Even by African standards, it was a most unusual election.
In Uganda's presidential and parliamentary vote Thursday, Twitter, Facebook and WhatsApp were disabled by the government for “security reasons.”
The main presidential challenger was whisked away by police. And police fired tear gas at angry voters who protested after having to wait in line for hours because of lengthy delays in the delivery of voting materials.
Such is Ugandan democracy under President Yoweri Museveni, a ruler who “typifies [an] African autocrat who uses controlled elections to feign democrat,” Human Rights Watch director Ken Roth tweeted Thursday.
Museveni, 71, has been in power for 30 years and like many leaders in Africa and elsewhere, seems unable to imagine that anyone would make a better president than him.
After casting his vote Thursday afternoon, he told journalists the decision to close down social media was a temporary security measure because “some people misuse those pathways for telling lies.”
Cellphone money transfers, a popular means of payments, were also disabled. However, some Ugandans took to Twitter and Facebook to taunt authorities that they had been able to get around the social media shutdown by using VPNs.

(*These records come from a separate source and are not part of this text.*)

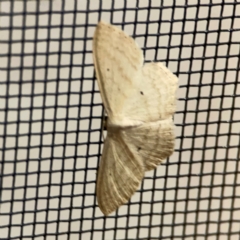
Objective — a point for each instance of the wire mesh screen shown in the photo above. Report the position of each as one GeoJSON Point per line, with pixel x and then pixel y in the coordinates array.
{"type": "Point", "coordinates": [51, 115]}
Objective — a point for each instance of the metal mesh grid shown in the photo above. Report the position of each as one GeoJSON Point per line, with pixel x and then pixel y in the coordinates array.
{"type": "Point", "coordinates": [51, 111]}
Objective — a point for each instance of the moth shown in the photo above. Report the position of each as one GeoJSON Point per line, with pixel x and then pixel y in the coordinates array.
{"type": "Point", "coordinates": [140, 100]}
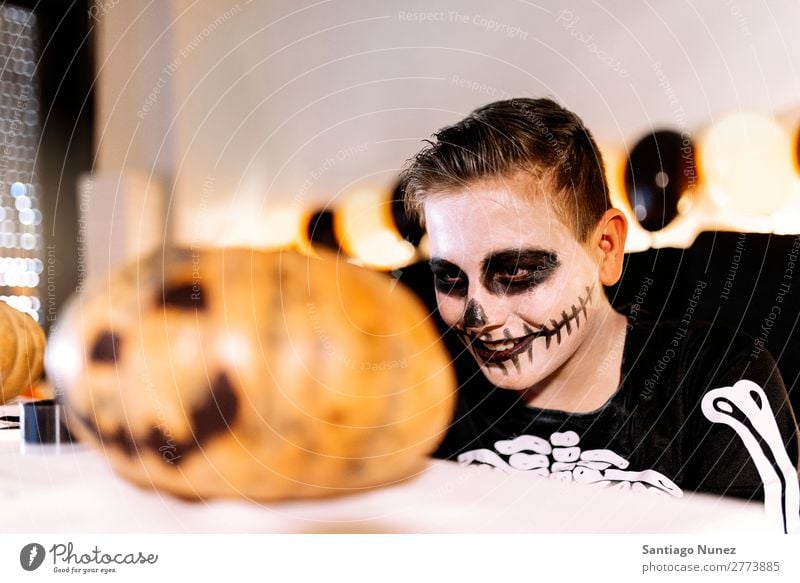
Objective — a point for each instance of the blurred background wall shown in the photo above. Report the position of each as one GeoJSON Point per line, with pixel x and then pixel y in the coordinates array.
{"type": "Point", "coordinates": [240, 108]}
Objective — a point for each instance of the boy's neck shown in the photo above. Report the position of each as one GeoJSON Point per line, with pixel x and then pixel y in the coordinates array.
{"type": "Point", "coordinates": [588, 379]}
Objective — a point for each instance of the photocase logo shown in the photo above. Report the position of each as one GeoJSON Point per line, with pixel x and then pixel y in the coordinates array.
{"type": "Point", "coordinates": [31, 556]}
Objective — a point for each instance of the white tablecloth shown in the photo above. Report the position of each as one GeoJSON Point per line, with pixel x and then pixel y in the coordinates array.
{"type": "Point", "coordinates": [72, 489]}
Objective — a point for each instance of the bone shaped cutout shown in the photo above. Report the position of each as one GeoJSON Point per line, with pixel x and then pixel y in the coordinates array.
{"type": "Point", "coordinates": [737, 408]}
{"type": "Point", "coordinates": [211, 418]}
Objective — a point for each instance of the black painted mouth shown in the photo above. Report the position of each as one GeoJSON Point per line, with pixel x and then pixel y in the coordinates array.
{"type": "Point", "coordinates": [557, 330]}
{"type": "Point", "coordinates": [489, 355]}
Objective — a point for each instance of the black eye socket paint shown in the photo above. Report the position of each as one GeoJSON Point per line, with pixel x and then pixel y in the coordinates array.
{"type": "Point", "coordinates": [448, 278]}
{"type": "Point", "coordinates": [515, 271]}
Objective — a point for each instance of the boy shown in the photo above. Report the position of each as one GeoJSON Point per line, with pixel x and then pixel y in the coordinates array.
{"type": "Point", "coordinates": [523, 238]}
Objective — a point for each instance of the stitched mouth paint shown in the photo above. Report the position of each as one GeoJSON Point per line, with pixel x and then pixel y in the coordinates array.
{"type": "Point", "coordinates": [510, 348]}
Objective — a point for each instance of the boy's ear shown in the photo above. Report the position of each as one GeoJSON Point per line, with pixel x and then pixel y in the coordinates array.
{"type": "Point", "coordinates": [609, 242]}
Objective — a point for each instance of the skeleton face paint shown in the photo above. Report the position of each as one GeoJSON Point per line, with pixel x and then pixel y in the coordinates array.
{"type": "Point", "coordinates": [512, 280]}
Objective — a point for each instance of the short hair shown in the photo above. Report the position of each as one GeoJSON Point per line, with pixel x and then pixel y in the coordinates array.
{"type": "Point", "coordinates": [504, 138]}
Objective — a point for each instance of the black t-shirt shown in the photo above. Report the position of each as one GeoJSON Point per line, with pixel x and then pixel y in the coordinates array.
{"type": "Point", "coordinates": [666, 429]}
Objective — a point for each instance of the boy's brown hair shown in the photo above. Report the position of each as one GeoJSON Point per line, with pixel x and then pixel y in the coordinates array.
{"type": "Point", "coordinates": [498, 141]}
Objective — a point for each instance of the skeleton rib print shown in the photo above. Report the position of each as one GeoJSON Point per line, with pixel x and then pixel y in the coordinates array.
{"type": "Point", "coordinates": [560, 458]}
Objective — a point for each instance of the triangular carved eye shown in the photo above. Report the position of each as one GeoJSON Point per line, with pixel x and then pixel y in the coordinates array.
{"type": "Point", "coordinates": [106, 347]}
{"type": "Point", "coordinates": [189, 296]}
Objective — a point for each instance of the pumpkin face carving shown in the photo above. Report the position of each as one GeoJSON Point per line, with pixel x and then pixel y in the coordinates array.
{"type": "Point", "coordinates": [236, 372]}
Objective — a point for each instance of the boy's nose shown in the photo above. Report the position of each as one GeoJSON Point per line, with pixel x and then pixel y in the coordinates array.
{"type": "Point", "coordinates": [482, 313]}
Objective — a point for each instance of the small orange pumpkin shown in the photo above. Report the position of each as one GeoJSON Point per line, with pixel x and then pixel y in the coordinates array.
{"type": "Point", "coordinates": [237, 372]}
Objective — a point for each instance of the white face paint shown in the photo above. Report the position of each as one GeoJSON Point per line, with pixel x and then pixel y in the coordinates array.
{"type": "Point", "coordinates": [512, 280]}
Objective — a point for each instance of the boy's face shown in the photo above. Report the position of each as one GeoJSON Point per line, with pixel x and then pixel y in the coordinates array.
{"type": "Point", "coordinates": [511, 279]}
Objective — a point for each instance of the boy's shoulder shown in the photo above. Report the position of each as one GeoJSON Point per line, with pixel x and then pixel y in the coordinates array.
{"type": "Point", "coordinates": [693, 339]}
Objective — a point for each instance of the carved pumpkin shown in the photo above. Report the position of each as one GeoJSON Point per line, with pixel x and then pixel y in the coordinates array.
{"type": "Point", "coordinates": [236, 372]}
{"type": "Point", "coordinates": [21, 352]}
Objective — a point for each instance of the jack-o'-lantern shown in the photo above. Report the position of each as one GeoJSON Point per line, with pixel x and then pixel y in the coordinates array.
{"type": "Point", "coordinates": [237, 372]}
{"type": "Point", "coordinates": [21, 352]}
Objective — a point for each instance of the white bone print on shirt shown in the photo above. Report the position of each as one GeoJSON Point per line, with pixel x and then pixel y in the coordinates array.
{"type": "Point", "coordinates": [744, 407]}
{"type": "Point", "coordinates": [560, 458]}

“Hello world ~ UCC tried to shut us all up, but I guess they didn't account for VPNs :) :),” tweeted lawyer Busingye Kabumba, referring to the Ugandan Communications Commission.
“Blocking people’s right to communicate on this important day sends wrong message to Ugandans,” tweeted the U.S. ambassador to Uganda, Deborah R. Malac.
Uganda’s vote underscores the patchy progress on democracy in Africa and elsewhere.
Some of the African leaders once seen by Washington as a hopeful new generation of democrats -- including Museveni and President Paul Kagame in neighboring Rwanda -- have turned out to be as bad as the old guard of Africa’s “Big Men” who ruled for life.
One African leader after another has engineered changes to constitutional term limits to stay in power, claiming that supporters are clamoring for them to stay.
Among those who have been in power for decades are Zimbabwe’s Robert Mugabe, who turns 92 on Sunday, Cameroon’s Paul Biya, Equatorial Guinea’s Teodoro Obiang Nguema Mbasogo, and Angola’s Jose Eduardo dos Santos, all of whom have been in power for more than 30 years.
But there have been encouraging signs elsewhere, particularly in West Africa. Nigeria last year saw its first democratic transfer of power since the end of military rule in 1999, while attempts by presidents to cling to power in Senegal and Burkina Faso have been foiled by public protests.
In Uganda, however, Museveni maintains firm control of the levers of power and is expected to win yet another five-year term.
Museveni, whose election slogan is “Steady progress,” faces seven presidential candidates, including his former doctor, longtime opposition leader Kizza Besigye, and his former prime minister, Amama Mbabazi, both of whom have declared that the balloting will be rigged, setting the scene for disputed elections and protests.
Besigye’s Forum for Democratic Change party said he had been arrested late Thursday “and we do not know where he is.” (Hours later, his attorney said he had been released.) According to the party, Besigye had been trying to expose a house being used by ruling party operatives to rig votes.
It was the second time in a few days that Besigye was held by police. He was briefly detained Monday when he tried to attend an election rally in the Ugandan capital, Kampala.
The elections were marked by long delays and claims of election fraud. The opposition tweeted photographs of what they said were pre-marked ballot papers in favor of Museveni, while local media tweeted photographs of ballot boxes that reportedly weren’t sealed and may have been tampered with.
Former Nigerian President Olusegun Obasanjo, head of a Commonwealth election observer mission, described the delays in getting voting materials to polling stations as “absolutely inexcusable,” adding that these “do not inspire trust and confidence in the system and the process,” Agence France-Presse reported.
Police fired tear gas to disperse protesting voters angered by the delays. Uganda’s election commission apologized for the problems delivering ballot papers, and voting was extended in some places to Friday to allow people to vote.
Museveni needs more than 50% of the vote to avoid a runoff, something he’s never faced in his three decades as president.
Human rights groups have reported a clampdown by police on opposition rallies in the months leading to elections. A Ugandan human rights organization, Chapter Four Uganda, recorded 72 incidents in which police and others violated rights to freedom of assembly.
Human Rights Watch reported threats by ruling party figures, including one official, Kasule Lumumba, who was recorded as saying the state “will kill your children” if people tried to protest results after the poll.
“Sadly, this is no idle talk. Human rights groups have documented cases of people, including children, killed by security forces during public demonstrations in Uganda in recent years,” Human Rights Watch researcher Maria Burnett said in a statement.
Results in Uganda’s vote are expected to be announced by Saturday.